Лекарь прав: сердце неспокойно, еще как неспокойно. Терзают сомнения, стыд, страх и… еще что-то неуловимое. Какое-то неясное томление. Ноет, тянет в душе.

— Чтобы дурной сон не повторился, пожуйте на ночь мяту. Дивно успокаивает разгоряченное тело и смятенный ум. Она и здесь, при замке, растет. Видели? Знаете, как выглядит?
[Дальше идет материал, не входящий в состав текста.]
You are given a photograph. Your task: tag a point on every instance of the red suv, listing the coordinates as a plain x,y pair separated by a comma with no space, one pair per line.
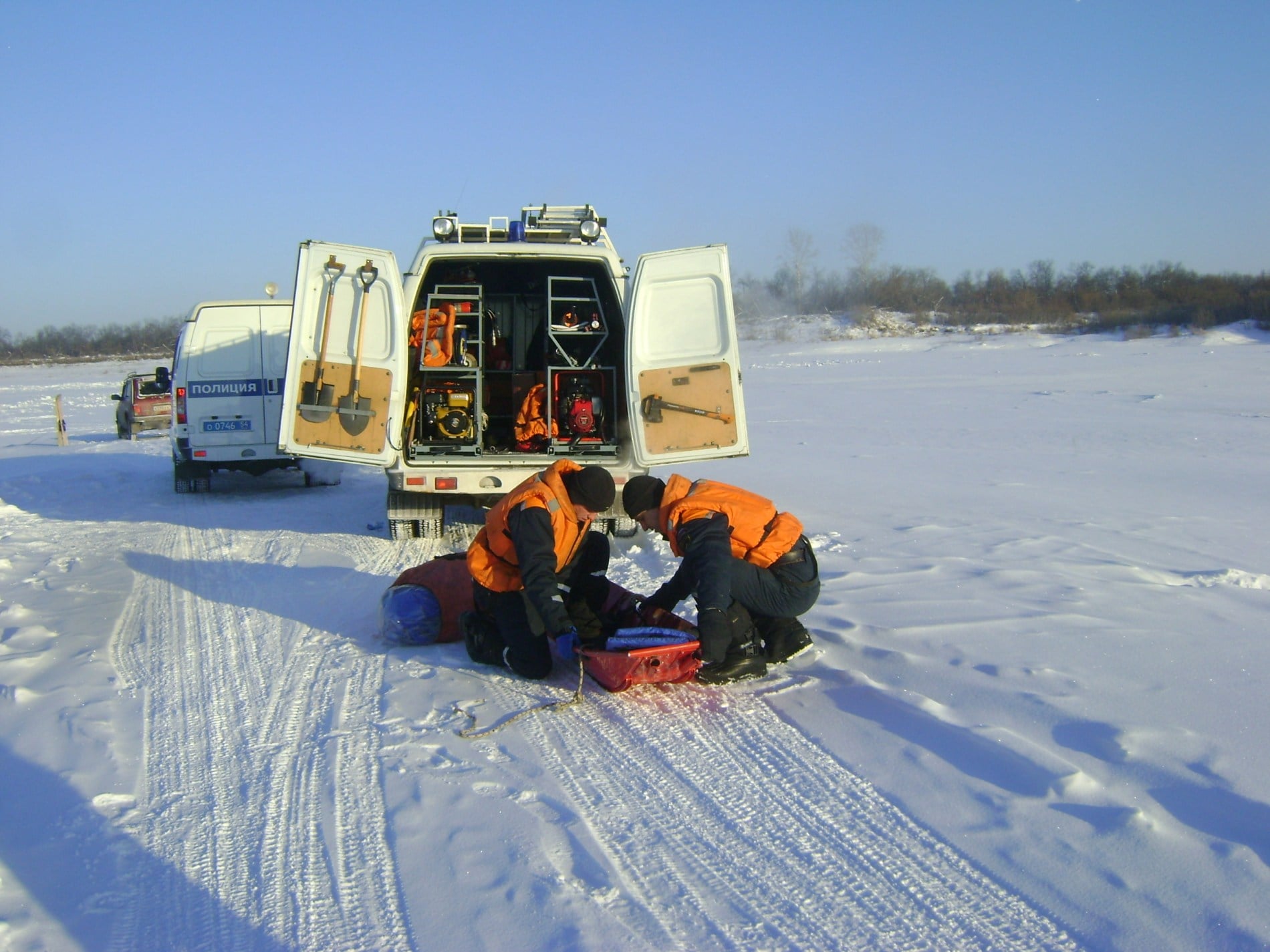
144,404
Сорвите несколько веточек и…

— Я что, по-вашему, должен копошиться среди травы? Как женщина или какой-то крестьянин?! Ладно в походе… но здесь?! На глазах у рыцарей, у черни?!

Ибн Якуб покачал головой и усмехнулся.

— Надо же… Я не первый год в этих землях, а все равно порой забываю о здешних нравах. Извините, юный идальго. Конечно, вы правы. Но ведь можно приказать слугам, и они все сделают.

Верно. Почему Хасинто сам не догадался? Прежде чем возмущаться, стоило подумать. Правда, он в таком состоянии, что голова работает плохо.

— Да. Так и сделаю. Спасибо.

Вот и все. Самое время уйти, но не хочется. Да, он думал молиться весь день, но это было до позорной тренировки и до перепалки с Ордоньо. Сейчас же молитва вряд ли поможет. Когда в голове столько больных мыслей, и они мошкарой кружатся в голове, камнем ложатся на плечи, успокоиться все равно не выйдет. А вот отвлечься — может быть.

Ибн Якуб смотрел выжидающе, Хасинто молчал и не двигался с места.

— Я могу еще чем-то вам помочь?

— Не думаю, но…

Взгляд упал на книги, и в памяти промелькнули мавритенок Ибрагим, письмо, которое Хасинто не смог прочесть, и де Лара, говорящий по-сарацински. Вот она — возможность научиться сарацинскому языку, а заодно на время забыть о срамном видении. Пусть сейчас он бесполезен на воинской площадке, зато может принести пользу впоследствии, если выучит наречие мавров. Понимать, о чем говорят между собой враги, очень важно.

— Ибн Якуб! А все эти книги на вашем языке написаны?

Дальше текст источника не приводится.